As propostas foram analisadas por uma comissão externa de 24 especialistas a partir de critérios de seleção previamente definidos na chamada. Cada uma delas foi avaliada por quatro avaliadores, representando os quatro diferentes setores que compõem o CGI. As notas atribuídas a cada proposta procuraram capturar a diversidade das percepções dos diferentes setores sobre o seu mérito. Os workshops selecionados podem ser acessados em http://forumdainternet.cgi.br/workshop-aprovados/.

“Com este novo formato, pretendemos manter e aprofundar o modelo multissetorial e pluriparticipativo de governança da Internet no Brasil, além de aproximar ainda mais o evento do modelo do IGF global, promovendo maior participação da comunidade brasileira na identificação dos temas relevantes ao debate”, esclarece Flávio Wagner, coordenador do programa do Fórum.

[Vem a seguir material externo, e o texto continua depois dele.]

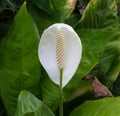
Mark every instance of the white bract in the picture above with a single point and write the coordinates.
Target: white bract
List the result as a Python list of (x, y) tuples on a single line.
[(60, 48)]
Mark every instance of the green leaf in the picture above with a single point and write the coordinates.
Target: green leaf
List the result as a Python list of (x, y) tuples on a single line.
[(102, 107), (118, 1), (100, 14), (109, 66), (19, 64), (61, 9), (29, 105), (42, 19)]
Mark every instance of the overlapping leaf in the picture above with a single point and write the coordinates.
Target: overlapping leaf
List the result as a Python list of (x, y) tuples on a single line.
[(29, 105), (103, 107), (100, 14)]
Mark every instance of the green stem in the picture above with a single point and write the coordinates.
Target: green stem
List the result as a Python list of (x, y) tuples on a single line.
[(61, 94)]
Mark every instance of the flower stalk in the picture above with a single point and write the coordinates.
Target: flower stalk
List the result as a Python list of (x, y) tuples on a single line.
[(61, 94)]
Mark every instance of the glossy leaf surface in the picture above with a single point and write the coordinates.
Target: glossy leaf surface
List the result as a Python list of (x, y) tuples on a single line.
[(103, 107), (29, 105), (100, 14)]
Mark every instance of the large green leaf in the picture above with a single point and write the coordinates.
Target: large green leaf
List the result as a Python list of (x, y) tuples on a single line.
[(60, 9), (103, 107), (29, 105), (19, 64), (109, 66), (94, 43), (42, 19), (100, 14)]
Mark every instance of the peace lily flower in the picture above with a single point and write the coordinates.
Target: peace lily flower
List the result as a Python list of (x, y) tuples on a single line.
[(60, 48)]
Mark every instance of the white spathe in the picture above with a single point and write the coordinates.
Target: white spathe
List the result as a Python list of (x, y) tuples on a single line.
[(72, 52)]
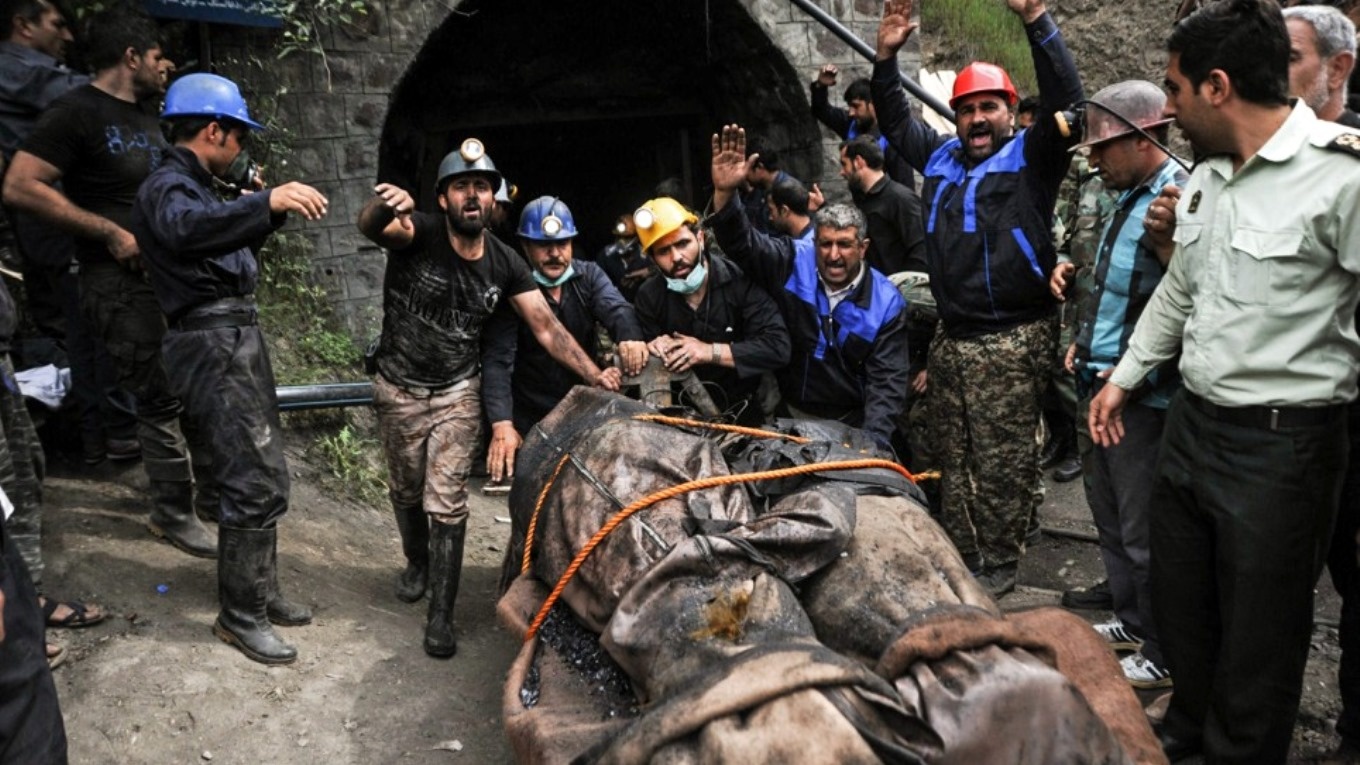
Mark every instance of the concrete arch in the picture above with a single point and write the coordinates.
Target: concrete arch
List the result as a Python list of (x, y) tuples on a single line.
[(595, 102)]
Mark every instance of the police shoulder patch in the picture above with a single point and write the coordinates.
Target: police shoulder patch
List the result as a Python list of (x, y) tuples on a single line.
[(1347, 143)]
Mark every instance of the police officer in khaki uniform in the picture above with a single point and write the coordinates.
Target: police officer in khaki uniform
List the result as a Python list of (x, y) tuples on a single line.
[(1260, 300)]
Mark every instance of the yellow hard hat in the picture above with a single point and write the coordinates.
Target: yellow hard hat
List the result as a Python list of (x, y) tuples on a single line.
[(658, 218)]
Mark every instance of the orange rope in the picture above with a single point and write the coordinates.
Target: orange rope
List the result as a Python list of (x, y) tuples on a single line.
[(683, 422), (683, 489), (533, 519)]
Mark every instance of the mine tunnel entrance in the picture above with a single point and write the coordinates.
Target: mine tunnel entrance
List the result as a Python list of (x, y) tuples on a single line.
[(595, 102)]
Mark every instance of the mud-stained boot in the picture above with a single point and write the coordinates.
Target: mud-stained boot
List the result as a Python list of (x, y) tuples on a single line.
[(415, 543), (445, 571), (244, 576), (279, 609), (173, 520), (207, 498)]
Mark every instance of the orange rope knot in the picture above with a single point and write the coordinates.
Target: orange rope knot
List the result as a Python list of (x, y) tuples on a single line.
[(675, 492)]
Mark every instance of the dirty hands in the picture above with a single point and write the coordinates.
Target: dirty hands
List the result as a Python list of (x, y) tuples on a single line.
[(729, 159), (1106, 418), (894, 29), (505, 444), (124, 248), (1027, 10), (399, 202), (815, 199), (1160, 222), (633, 357), (609, 380), (680, 353), (1061, 279), (298, 198)]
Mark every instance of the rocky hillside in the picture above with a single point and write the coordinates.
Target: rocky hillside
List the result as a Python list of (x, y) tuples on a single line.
[(1110, 41)]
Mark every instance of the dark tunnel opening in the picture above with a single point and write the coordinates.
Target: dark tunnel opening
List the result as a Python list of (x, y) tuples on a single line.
[(595, 102)]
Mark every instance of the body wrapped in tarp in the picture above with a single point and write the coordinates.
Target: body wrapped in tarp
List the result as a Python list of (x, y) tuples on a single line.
[(830, 621)]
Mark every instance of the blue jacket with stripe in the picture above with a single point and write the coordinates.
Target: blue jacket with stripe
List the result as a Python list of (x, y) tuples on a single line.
[(989, 242), (849, 364)]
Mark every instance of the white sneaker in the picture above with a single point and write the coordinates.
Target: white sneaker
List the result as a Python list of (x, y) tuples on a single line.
[(1118, 636), (1143, 673)]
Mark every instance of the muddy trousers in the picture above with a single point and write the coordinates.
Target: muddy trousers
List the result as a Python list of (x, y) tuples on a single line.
[(1239, 528), (123, 312), (985, 396), (1118, 483), (30, 718), (223, 376), (21, 466)]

O VII Fórum é uma atividade preparatória para a participação brasileira no IGF, que acontece de 18 a 21 de dezembro em Genebra, na Suíça.

 

Reconstruir o Brasil

Como reconstruir o Brasil? Esta é a pergunta que a Academia Brasileira de Letras se faz no ciclo de debates que promove neste mês de novembro. O nome do evento é intitulado de Ideias para reconstruir o Brasil. Começou nesta terça, dia 7, com a palestra da acadêmica e escritora Rosiska Darcy de Oliveira. De acordo com a  Acadêmica e escritora Ana Maria Machado, primeira-Secretária da ABL, Ideias para reconstruir o Brasil terá mais três palestras, às terças-feiras, no mesmo local e horário, com os seguintes dias, conferencistas e temas, respectivamente: dia 14, Flávia Oliveira, Raça e gênero: a construção da igualdade no Brasil?; 21, Maria Silvia Bastos Marques, Condições macro e microeconômicas para o desenvolvimento sustentável; e 28, Izabella Teixeira, No novo Brasil, a menor distância entre dois pontos é uma curva? Serão fornecidos certificados de presença. Participe.